Imagine with me metamorphic becoming,
each miraculous emergence:
tetrapod limbs
from gelatinous tadpole bodies,
oceans and islands
rising receding rising
in their dance with volcanic force.
Our lives, too, servant to the alchemy
to the carving gusts of wind and water,
time—and telling.

IV.
Sing me again the saga of sin
and separation,
of humans and hierarchies;
I’ll sing you
the ballad of glacial bodies
of many creatures made of water and belief—
the one about transformations
about eons and epics—
these sacred cycles and everyday survivals.

The truth is:
we amphibious, we minstrel-born
wear the spiraling path of legends
on each whorled fingertip.
Like the trace of time on the clay of earth—
the drumlin swarms, the conical hills;
we too rise new each day from sleep
to storied lives—to archetypes and anthems,
to the spectacular castings of destiny.
Recite with me each rhapsody history or rumor—
our ancient epic inked now
pigment on rock-face, carbon on parchment,
memory on skin.

Photo of Kimberly Blaeser

Kimberly Blaeser, founding director of Indigenous Nations Poets and past Wisconsin Poet Laureate, is the author of works in several genres.

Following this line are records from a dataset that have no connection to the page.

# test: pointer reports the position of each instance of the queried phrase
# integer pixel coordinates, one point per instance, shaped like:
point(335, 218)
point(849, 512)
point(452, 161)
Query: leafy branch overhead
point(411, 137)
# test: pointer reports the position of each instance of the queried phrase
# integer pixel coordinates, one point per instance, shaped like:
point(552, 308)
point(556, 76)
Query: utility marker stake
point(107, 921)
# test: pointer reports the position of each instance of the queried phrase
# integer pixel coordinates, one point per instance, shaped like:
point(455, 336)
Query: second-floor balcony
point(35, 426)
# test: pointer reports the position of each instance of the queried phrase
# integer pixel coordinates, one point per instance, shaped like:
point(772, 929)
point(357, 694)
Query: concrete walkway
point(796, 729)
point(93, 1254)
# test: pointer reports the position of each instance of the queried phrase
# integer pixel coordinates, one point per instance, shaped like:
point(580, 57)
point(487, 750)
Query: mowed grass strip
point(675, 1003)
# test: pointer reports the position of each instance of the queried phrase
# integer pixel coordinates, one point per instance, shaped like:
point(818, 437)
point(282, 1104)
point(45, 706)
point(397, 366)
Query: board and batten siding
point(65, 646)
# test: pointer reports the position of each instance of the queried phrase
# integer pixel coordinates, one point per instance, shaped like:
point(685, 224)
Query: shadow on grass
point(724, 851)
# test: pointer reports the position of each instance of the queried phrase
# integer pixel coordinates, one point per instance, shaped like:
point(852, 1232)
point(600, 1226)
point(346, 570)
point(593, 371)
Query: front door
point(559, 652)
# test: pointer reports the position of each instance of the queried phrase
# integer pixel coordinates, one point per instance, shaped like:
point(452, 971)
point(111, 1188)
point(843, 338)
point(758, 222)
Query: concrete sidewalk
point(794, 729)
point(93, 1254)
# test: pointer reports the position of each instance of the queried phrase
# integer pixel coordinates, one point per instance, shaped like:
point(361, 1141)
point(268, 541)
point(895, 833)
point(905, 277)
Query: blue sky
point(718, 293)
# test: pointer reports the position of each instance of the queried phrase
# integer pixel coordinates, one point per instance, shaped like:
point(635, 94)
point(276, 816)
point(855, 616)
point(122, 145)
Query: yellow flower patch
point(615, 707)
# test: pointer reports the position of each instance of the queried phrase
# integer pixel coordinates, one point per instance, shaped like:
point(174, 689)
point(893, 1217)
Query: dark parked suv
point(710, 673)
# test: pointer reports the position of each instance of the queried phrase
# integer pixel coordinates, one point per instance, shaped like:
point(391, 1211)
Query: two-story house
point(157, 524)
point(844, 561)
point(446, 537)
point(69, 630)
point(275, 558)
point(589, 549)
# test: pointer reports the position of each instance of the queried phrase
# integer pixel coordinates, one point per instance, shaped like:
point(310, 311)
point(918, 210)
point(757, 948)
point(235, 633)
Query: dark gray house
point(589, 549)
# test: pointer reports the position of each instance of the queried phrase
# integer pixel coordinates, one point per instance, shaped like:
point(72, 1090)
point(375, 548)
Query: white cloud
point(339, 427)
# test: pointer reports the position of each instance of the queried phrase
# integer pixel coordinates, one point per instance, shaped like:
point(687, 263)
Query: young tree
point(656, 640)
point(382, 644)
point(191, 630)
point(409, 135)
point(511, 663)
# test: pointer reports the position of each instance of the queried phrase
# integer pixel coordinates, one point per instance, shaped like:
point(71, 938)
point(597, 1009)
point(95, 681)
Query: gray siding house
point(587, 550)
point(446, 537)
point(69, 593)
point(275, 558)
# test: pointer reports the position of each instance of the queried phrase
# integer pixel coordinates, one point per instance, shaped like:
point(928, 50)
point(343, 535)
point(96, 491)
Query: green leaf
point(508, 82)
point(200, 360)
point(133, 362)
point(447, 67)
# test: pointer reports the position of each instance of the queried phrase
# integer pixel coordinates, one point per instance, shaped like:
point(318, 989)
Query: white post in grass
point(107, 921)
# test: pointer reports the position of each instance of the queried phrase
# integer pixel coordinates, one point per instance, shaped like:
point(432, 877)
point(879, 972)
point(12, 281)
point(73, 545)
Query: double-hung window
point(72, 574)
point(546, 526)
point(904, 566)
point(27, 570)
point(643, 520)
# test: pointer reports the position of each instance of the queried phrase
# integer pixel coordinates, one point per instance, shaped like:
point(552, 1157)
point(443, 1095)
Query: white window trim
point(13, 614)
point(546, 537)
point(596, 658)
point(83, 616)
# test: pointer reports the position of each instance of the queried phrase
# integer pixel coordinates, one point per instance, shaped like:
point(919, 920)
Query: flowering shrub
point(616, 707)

Her six poetry collections include Ancient Light (University of Arizona Press, 2024), Copper Yearning (Holy Cow! Press, 2019), and Résister en dansant / Ikwe-niimi: Dancing Resistance (Éditions des Lisières, 2020). Blaeser, an enrolled member of the White Earth Nation, is an Anishinaabe activist and environmentalist. Her honors include the Zona Gale Award for Short Fiction and a Lifetime Achievement Award from Native Writers’ Circle of the Americas. Professor emerita at University of Wisconsin–Milwaukee and MFA faculty member at Institute of American Indian Arts, she is currently at work on a short fiction collection, Red Ants.